A Milano la statua coperta di vernice un anno fa. Ora nuova richiesta di rimozione sull'onda del revisionismo globale. Il grande giornalista "comprò" una ragazzina in Etiopia. Le accuse e la difesa

giovedì 11 giugno 2020 di Andrea Lavazza - Avvenire.it 

Era già nel mirino da tempo. Ma con il revisionismo mondiale di piazza, accesosi dopo i recenti casi di razzismo negli Usa, anche in Italia si è tornati a chiedere di "oscurare" il ricordo di Montanelli. Lo hanno fatto a Milano i Sentinelli, organizzazione antifascista, e l'Arci, chiedendo al sindaco di rimuovere il monumento al giornalista e di revocare l'intitolazione dei giardini dedicati al famoso giornalista. Molte le voci, a favore o contrarie.

L'anno scorso, un secchio di vernice rovesciato su una statua l’8 marzo aveva provocato una piccola onda mediatica e un utile dibattito pubblico (esclusi gli immancabili opposti estremismi da social media). Esponenti del movimento femminista “Non Una Di Meno”, durante la manifestazione di Milano, avevano colorato di rosa il monumento al giornalista e scrittore Indro Montanelli (1909-2001), nei giardini pubblici di Porta Venezia a lui intitolati nel 2002. Non era la prima volta che raid colpivano statua (posta nel 2006) e targa dedicati a una figura amata e anche controversa.

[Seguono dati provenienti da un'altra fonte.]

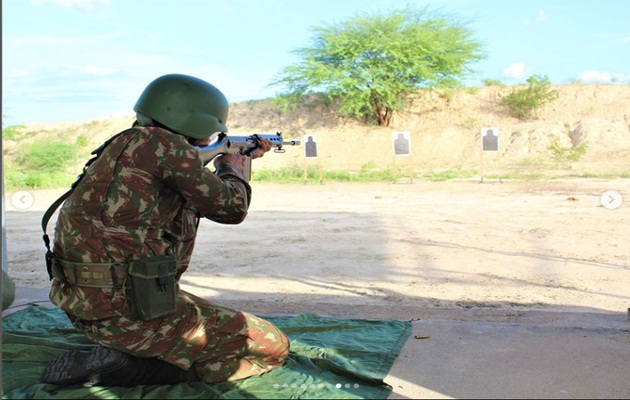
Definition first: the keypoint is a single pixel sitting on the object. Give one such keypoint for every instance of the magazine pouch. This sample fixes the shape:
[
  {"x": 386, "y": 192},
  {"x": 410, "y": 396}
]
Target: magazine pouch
[{"x": 152, "y": 285}]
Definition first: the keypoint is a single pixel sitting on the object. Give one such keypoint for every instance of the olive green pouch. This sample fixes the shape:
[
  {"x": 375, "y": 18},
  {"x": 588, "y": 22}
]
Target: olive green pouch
[{"x": 153, "y": 286}]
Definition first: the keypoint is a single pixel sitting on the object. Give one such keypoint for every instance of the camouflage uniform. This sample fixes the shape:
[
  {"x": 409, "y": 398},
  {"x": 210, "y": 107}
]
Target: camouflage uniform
[{"x": 143, "y": 197}]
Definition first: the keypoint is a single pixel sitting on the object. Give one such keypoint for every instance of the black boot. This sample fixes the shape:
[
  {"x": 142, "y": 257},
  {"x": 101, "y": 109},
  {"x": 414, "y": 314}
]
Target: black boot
[{"x": 108, "y": 367}]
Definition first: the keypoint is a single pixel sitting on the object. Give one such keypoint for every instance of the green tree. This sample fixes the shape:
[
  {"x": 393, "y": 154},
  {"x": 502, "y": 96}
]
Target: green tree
[
  {"x": 524, "y": 103},
  {"x": 370, "y": 64}
]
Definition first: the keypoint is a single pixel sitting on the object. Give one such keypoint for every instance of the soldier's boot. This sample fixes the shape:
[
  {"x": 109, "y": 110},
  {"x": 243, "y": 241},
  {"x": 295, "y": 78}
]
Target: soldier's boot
[{"x": 108, "y": 367}]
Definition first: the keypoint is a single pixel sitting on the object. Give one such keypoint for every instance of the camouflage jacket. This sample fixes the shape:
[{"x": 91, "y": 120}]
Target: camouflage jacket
[{"x": 142, "y": 197}]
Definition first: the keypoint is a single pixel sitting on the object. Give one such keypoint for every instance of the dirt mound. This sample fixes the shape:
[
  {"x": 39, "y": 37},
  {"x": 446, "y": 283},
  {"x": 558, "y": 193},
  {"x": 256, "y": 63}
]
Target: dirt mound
[{"x": 444, "y": 131}]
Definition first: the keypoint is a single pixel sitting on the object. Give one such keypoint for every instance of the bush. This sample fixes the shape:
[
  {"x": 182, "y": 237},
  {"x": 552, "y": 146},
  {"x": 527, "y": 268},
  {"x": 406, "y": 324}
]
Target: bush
[
  {"x": 524, "y": 103},
  {"x": 49, "y": 157}
]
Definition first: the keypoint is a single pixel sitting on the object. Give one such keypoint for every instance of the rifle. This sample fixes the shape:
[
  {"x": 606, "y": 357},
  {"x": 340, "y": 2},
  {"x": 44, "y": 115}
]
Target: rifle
[{"x": 243, "y": 145}]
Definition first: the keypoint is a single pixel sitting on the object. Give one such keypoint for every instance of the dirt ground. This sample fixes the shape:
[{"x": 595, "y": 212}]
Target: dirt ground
[{"x": 346, "y": 249}]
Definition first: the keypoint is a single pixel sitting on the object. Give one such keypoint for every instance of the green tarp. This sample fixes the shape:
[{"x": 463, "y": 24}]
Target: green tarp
[{"x": 330, "y": 358}]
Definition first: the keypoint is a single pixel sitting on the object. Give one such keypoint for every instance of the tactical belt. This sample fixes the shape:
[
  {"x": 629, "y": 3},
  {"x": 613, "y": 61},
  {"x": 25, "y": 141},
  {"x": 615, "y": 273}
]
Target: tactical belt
[{"x": 96, "y": 275}]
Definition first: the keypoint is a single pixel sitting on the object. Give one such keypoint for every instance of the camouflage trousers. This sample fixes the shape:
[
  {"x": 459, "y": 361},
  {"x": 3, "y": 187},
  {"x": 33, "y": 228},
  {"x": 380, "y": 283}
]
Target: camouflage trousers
[{"x": 220, "y": 343}]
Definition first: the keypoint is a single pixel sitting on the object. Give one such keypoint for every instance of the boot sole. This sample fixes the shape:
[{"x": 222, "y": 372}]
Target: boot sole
[{"x": 75, "y": 367}]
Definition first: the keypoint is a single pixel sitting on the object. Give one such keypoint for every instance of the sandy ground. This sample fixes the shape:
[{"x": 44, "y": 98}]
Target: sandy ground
[{"x": 344, "y": 249}]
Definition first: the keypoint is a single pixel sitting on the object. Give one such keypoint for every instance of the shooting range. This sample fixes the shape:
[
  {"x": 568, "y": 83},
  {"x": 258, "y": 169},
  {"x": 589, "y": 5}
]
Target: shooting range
[
  {"x": 490, "y": 148},
  {"x": 401, "y": 141},
  {"x": 310, "y": 152}
]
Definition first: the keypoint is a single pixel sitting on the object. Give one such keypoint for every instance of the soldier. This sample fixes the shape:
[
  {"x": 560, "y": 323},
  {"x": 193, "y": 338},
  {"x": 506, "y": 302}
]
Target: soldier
[{"x": 125, "y": 235}]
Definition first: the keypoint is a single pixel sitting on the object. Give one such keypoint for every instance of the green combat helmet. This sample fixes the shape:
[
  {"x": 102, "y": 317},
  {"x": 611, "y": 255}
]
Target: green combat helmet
[{"x": 185, "y": 104}]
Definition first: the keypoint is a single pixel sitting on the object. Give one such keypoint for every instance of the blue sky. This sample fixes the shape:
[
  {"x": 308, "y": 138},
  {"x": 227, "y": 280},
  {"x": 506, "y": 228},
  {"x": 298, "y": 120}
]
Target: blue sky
[{"x": 70, "y": 60}]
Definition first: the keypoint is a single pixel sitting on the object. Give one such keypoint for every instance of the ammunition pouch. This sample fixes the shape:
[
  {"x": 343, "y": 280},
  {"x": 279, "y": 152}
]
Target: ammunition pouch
[
  {"x": 153, "y": 287},
  {"x": 95, "y": 275}
]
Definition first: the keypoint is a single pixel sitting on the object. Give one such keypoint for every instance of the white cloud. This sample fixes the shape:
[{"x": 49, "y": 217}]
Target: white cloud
[
  {"x": 595, "y": 76},
  {"x": 515, "y": 70},
  {"x": 70, "y": 3}
]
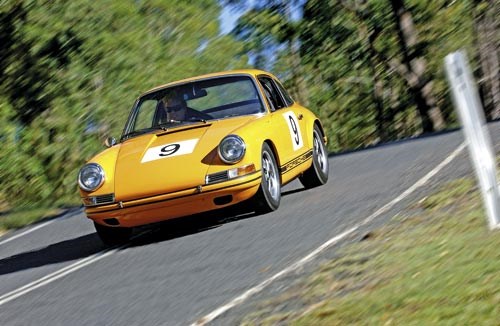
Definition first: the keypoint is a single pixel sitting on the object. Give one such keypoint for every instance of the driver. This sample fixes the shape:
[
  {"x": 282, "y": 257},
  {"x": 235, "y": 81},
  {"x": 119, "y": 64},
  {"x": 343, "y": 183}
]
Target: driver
[{"x": 176, "y": 109}]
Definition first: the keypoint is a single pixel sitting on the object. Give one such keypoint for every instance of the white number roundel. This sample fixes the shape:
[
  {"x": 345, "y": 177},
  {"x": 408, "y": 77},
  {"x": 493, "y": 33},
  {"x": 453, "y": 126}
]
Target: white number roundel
[
  {"x": 169, "y": 150},
  {"x": 293, "y": 126}
]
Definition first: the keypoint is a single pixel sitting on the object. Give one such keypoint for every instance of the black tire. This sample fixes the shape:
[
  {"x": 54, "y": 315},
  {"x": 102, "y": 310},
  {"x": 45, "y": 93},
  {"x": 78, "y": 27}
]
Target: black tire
[
  {"x": 113, "y": 235},
  {"x": 317, "y": 174},
  {"x": 268, "y": 197}
]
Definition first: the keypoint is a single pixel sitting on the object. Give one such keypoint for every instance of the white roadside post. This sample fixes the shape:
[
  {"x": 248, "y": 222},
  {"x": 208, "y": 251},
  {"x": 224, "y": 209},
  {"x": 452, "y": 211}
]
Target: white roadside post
[{"x": 476, "y": 132}]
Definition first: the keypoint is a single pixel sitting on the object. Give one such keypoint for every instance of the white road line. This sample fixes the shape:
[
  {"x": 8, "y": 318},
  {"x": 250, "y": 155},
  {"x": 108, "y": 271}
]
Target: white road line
[
  {"x": 295, "y": 266},
  {"x": 57, "y": 275},
  {"x": 63, "y": 272},
  {"x": 26, "y": 232}
]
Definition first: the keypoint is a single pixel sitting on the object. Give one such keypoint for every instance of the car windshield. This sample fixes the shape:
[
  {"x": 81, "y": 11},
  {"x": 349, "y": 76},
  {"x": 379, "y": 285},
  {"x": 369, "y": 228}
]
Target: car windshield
[{"x": 197, "y": 101}]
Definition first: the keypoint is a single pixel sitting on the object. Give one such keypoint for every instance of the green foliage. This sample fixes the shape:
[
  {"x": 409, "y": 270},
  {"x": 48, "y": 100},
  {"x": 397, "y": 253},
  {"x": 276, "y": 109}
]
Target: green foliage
[
  {"x": 437, "y": 263},
  {"x": 70, "y": 71}
]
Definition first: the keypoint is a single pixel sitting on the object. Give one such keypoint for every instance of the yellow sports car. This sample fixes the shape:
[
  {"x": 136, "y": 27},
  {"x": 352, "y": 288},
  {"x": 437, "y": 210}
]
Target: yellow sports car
[{"x": 201, "y": 144}]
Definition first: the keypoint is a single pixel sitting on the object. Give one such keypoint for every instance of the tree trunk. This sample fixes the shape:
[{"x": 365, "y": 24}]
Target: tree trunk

Sotto accusa è il comportamento del giovane Indro, accusato non genericamente di maschilismo, ma specificamente di pedofilia e di stupro. E ciò che si diceva nel 2019 vale anche oggi.

Nel 1935, Montanelli fu volontario nella guerra coloniale di Eritrea voluta da Mussolini e durante il soggiorno africano comprò, letteralmente, dalla sua famiglia per 500 lire (o 350, il giornalista diede diverse ricostruzioni) una giovanissima “moglie” chiamata Destà – non vera consorte perché il contratto di cosiddetto madamato prevedeva una scadenza. La ragazzina aveva tra i 12 e i 14 anni, “un animalino docile”, nelle parole che oggi indignano usate da Montanelli in un’intervista televisiva del 1969. In un rapporto imposto e non certo paritario, la giovanissima fungeva essenzialmente da cameriera – portando la biancheria pulita ai combattenti – e da comprensibilmente riluttante compagna d’alcova. Poco dopo Montanelli tornò in Italia e un suo sottoposto gli chiese di poter sposare Destà. Lei ebbe un figlio e lo chiamò Indro. Si reincontrarono nel 1952, durante un viaggio in Etiopia del giornalista, che non spese mai parole di pentimento né di rammarico, ma raccontò più volte apertamente la vicenda, giustificandola con i tempi, le usanze e le circostanze.